According to Myers-Briggs personality assessments, I am an ESFP, whereas my beloved is an INTJ. Which means, we are about as opposite as two personality types can be (underscoring the familiar saying “opposites attract”). By the way, we did not have to take a personality test to discover this about ourselves…after a few dates, it was pretty obvious. ESFP stands for extraversion, sensing, feeling and perception, the single word used to describe this personality type is “Entertainer”. INTJ stands for introversion, intuition, thinking, judgement – Myers-Briggs gives this personality type the title of “Scientist”. When we met, Kev was playing around with test tubes working on his degree in Chemistry while I was playing the piano and singing, working on my degree in Music (in addition to performing on stage on a regular basis in a touring opera company.) Scary..isn’t it?
In addition to our polar opposite genetics, we came from drastically different family environments. My husband was raised by parents whose style of parenting tended to be controlling, subsequently, he often felt that perfection was demanded of him. This left my husband with very low self-esteem as a young adult. On the other hand, I was raised by my divorced mother, who I’m pretty sure didn’t have the word “structure” in her vocabulary. My mother also struggled with bipolar disorder her entire adulthood and my father (who I only lived with for half of my Junior year in high school) was a functioning alcoholic. In spite of her own inner turmoil, my mother worked hard to instill a strong sense of self and taught me to be an independent thinker. The result? My husband came into the marriage “compelled to control”, and even though it took me several years to discover it…because of my unstable childhood, I was compelled to accommodate and enable him. Fortunately, Kev’s desire to control was overwhelmingly dwarfed by his overriding desire to change, grow and have a loving, thriving relationship.
I laugh to myself when I think back at how many times he said, “you have to tell me when I’m being an ass…I’m a selfish pig-man, I need your help…etc.” As funny as that statement was, it didn’t change the fact that I had to work very hard at learning how to “speak up” in the moment when I felt offended, as opposed to my habit of burying it deeply, only to have it erupt later with very little provocation. Through the years, and after hours and hours of sometimes tear-filled discussions, we both evolved and learned how to interact with one another knowing each other’s expectations and areas of hyper-sensitivity. Funny how it is that such shallow tears always seem to lead to deeper waters.

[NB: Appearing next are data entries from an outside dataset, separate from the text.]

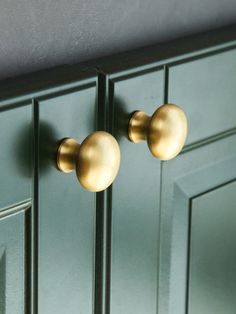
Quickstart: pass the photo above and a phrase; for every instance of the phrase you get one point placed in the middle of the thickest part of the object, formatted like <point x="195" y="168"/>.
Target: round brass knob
<point x="96" y="161"/>
<point x="165" y="131"/>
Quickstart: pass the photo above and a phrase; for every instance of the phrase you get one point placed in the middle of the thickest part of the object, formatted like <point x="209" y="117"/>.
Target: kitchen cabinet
<point x="160" y="239"/>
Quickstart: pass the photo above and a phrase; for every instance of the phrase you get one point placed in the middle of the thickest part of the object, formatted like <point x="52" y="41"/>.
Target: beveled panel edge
<point x="15" y="208"/>
<point x="44" y="83"/>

The intriguing thing is, amidst all of our opposite personality characteristics, we have always shared so many similar interests. We have virtually the same sense of humor (Airplane, Austin Powers, Seinfeld, Modern Family at the top of our entertainment humor list), we both love sports, enjoy jigsaw puzzles and playing board games – and as of late – Texas Hold-em. Spiritually we have always been on the same page, which ultimately, I believe has been the glue that has held us together through thick and thin.
So, after all these years of navigating the turbulent waters of life together, this ESFP and my sweet INTJ, have morphed into something altogether different from the narrowly defined “Entertainer” and “Scientist”. In fact, if we both sat down and took the Myers-Briggs personality assessment today, I’m pretty sure the outcome would be totally different. I know he has helped me become a much more intuitive and thinking person, and he definitely attributes his noticeable change in social skills to hanging out with me.
No doubt opposites do attract, but as I have discovered, it is truly the areas you enjoy together that will help your relationship stand the test of time.